[EM] Centrifugal Margins

[Joshua Boehme]

Here are some additional tidbits about the method...


When we use examples with minimal sets of ballots, it's not unusual for the centrifugal margin solution to come out the same as random ballot. However, here's a quick example to show that 100% of the weight can end up on orderings that don't appear on any ballots:

1 B>A>C>D
1 A>C>B>D
1 A>B>D>C

The solution is 100% A>B>C>D. This puts all the non-losing edges at 100%, so no other solution can possibly beat it (every excess is at its absolute maximum).



The approach I'm using for the higher-order steps follows two rules.

1. A k-tuple is non-losing if it has at least 1/k! strength on the actual ballots. For an edge, that's 1/2, exactly as we'd expect

2. Resolve the edges first, then the 3-tuples, then the 4-tuples...

The reason for those specific rules is that every variant I've tested that modified either/both of them failed to be cloneproof, and typically it was relatively easy to find a counterexample.
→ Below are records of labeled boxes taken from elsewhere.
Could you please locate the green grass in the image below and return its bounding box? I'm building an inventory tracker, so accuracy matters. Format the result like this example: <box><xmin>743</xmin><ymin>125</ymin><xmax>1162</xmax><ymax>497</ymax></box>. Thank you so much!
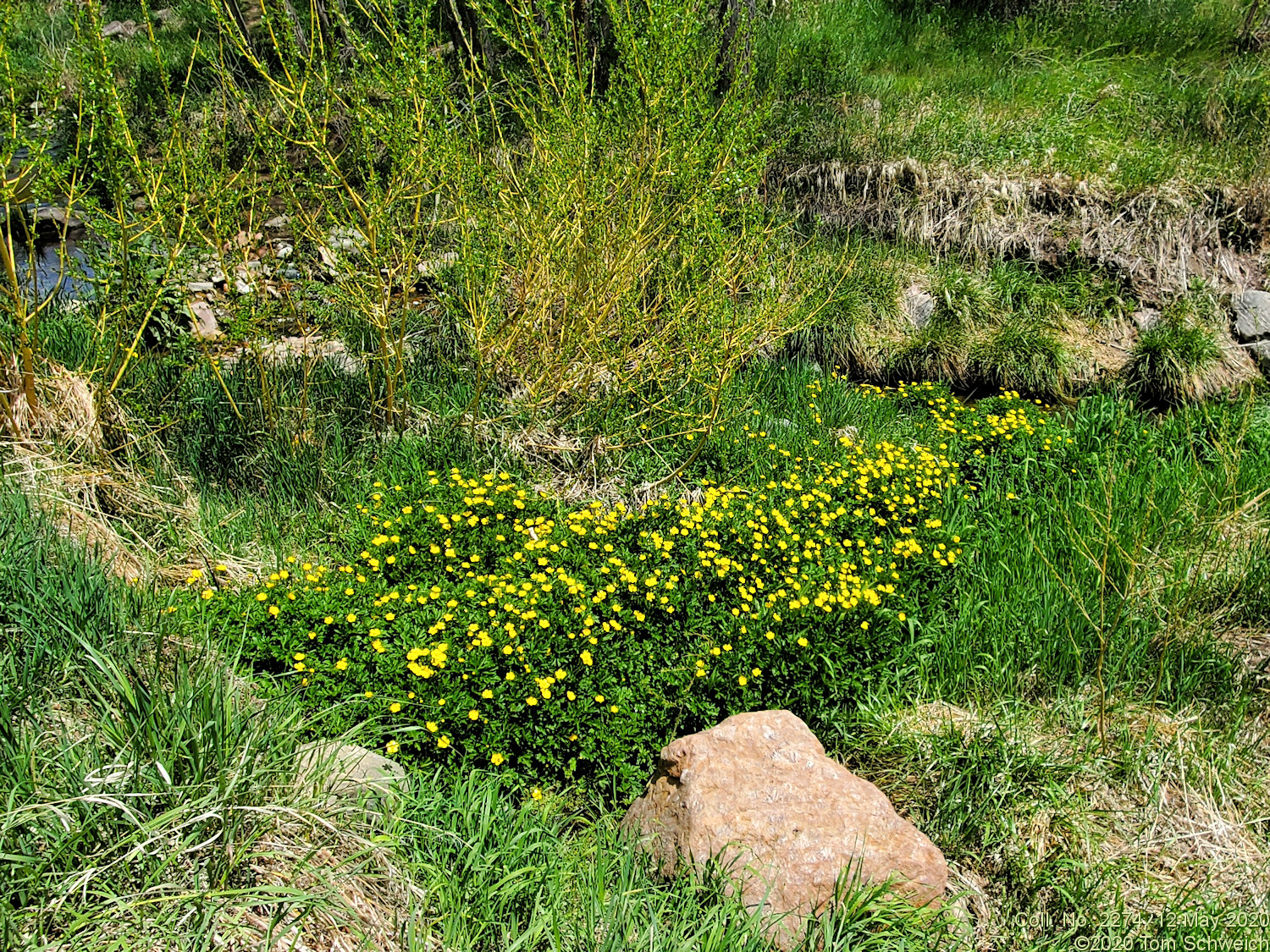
<box><xmin>0</xmin><ymin>0</ymin><xmax>1270</xmax><ymax>952</ymax></box>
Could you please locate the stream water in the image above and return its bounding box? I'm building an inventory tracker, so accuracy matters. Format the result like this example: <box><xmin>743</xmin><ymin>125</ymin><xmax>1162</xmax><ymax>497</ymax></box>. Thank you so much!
<box><xmin>13</xmin><ymin>236</ymin><xmax>93</xmax><ymax>300</ymax></box>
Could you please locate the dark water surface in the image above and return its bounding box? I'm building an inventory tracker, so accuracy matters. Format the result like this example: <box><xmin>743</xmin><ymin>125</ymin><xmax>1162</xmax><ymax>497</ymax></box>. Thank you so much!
<box><xmin>13</xmin><ymin>238</ymin><xmax>93</xmax><ymax>300</ymax></box>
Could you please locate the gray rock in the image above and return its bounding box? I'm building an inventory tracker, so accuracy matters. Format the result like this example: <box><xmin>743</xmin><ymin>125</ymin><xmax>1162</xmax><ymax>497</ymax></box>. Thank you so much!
<box><xmin>296</xmin><ymin>740</ymin><xmax>406</xmax><ymax>801</ymax></box>
<box><xmin>190</xmin><ymin>301</ymin><xmax>221</xmax><ymax>340</ymax></box>
<box><xmin>1133</xmin><ymin>307</ymin><xmax>1160</xmax><ymax>330</ymax></box>
<box><xmin>327</xmin><ymin>228</ymin><xmax>366</xmax><ymax>251</ymax></box>
<box><xmin>36</xmin><ymin>205</ymin><xmax>84</xmax><ymax>230</ymax></box>
<box><xmin>1234</xmin><ymin>291</ymin><xmax>1270</xmax><ymax>343</ymax></box>
<box><xmin>102</xmin><ymin>20</ymin><xmax>141</xmax><ymax>40</ymax></box>
<box><xmin>904</xmin><ymin>284</ymin><xmax>935</xmax><ymax>329</ymax></box>
<box><xmin>1249</xmin><ymin>340</ymin><xmax>1270</xmax><ymax>380</ymax></box>
<box><xmin>419</xmin><ymin>251</ymin><xmax>459</xmax><ymax>278</ymax></box>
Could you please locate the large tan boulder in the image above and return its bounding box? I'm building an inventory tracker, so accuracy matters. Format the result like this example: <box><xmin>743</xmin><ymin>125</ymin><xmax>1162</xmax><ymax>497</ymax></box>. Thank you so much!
<box><xmin>622</xmin><ymin>711</ymin><xmax>949</xmax><ymax>944</ymax></box>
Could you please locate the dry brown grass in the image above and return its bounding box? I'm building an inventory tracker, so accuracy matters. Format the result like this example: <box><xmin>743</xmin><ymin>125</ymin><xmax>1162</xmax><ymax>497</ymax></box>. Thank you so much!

With those two rules, I have yet to find any failures, though that doesn't mean it's cloneproof for sure



Here's another set of examples that blew my mind when I saw the results. Consider an election where every candidate ties head to head. Centrifugal margins handles some straightforward scenarios exactly as we'd intuitively expect.

If all four candidates are clones (A=B=C=D) then the solution is an equal 25% toss-up between the four.

If there are two equal factions, A > B=C=D and vice versa, then it splits 50% for A and 1/6 for each of B, C, and D

If the electorate is equally split between A, B, and C=D (i.e., 1/6 for each of the six distinct orderings), then it's 1/3 A, 1/3 B, 1/6 C, 1/6 D.

Random ballot can do that too, but it's not Condorcet or Smith. Maximal lottery would allow each of those respective solutions, but it also allows literally every other possible distribution in each case.



On 11/26/23 17:31, Joshua Boehme wrote:
> 
> Hello everyone. I've lurked in the archives off and on for a while. I finally decided to join since I've been playing around with a method and I'm at a point where outside feedback/criticism could help. Also, someone might have already described this in some paper I don't know about.
> 
> I'm calling it centrifugal margins for now, and it stochastically chooses an ordering based on ordinal ballots. (Since single-outcome methods can be contentious, assume multiple outcomes wouldn't make sense in the particular context or we're satisfying some external constraint.) Centrifugal margins generally requires ballot-level detail, but sometimes the head to head margins suffice.
> 
> The reason for the name is that it tries to maximize winning comparisons' margins and minimize them for losing ones. Majority voting with 2 candidates is the prototype: a candidate with >50% of the votes wins 100% of the time. Although cycles can prevent us from reaching 100%, the method tries to push non-ties away from the tie point. Ties remain perfectly balanced, like a pencil on its tip.
> 
> Let E be the set of non-losing edges over the ballots B. Centrifugal margins looks for new ballots B' that leximax (the margins of E over B') - (the margins of E over B). Note that E is determined solely by the actual ballots. For simple elections this suffices. Otherwise, we do the same for 3-candidate subgraphs after leximaxing the edges, then 4-candidate subgraphs, etc. The final ballots B' give the distribution.
> 
> The actual calculation resembles the nucleolus in game theory (a big inspiration) and has similar pitfalls. It involves iterated linear programming problems and using the duals to lock constraints.
> 
> Centrifugal margins satisfies Smith, and orderings with nonzero weight should have successive Smith sets in order, similar to ranked pairs. I think it's possibly cloneproof for ballot-level clones. Every ordering can have nonzero weight when all candidates tie, so worst-case complexity for n candidates is at least n!
> 
> Notably, centrifugal margins fails the blank ballot criterion. I think that's defensible, though it's probably a discussion for another time.
> 
> I'll leave it there for now to keep this brief, but questions are welcome! No promises that I have answers yet, though.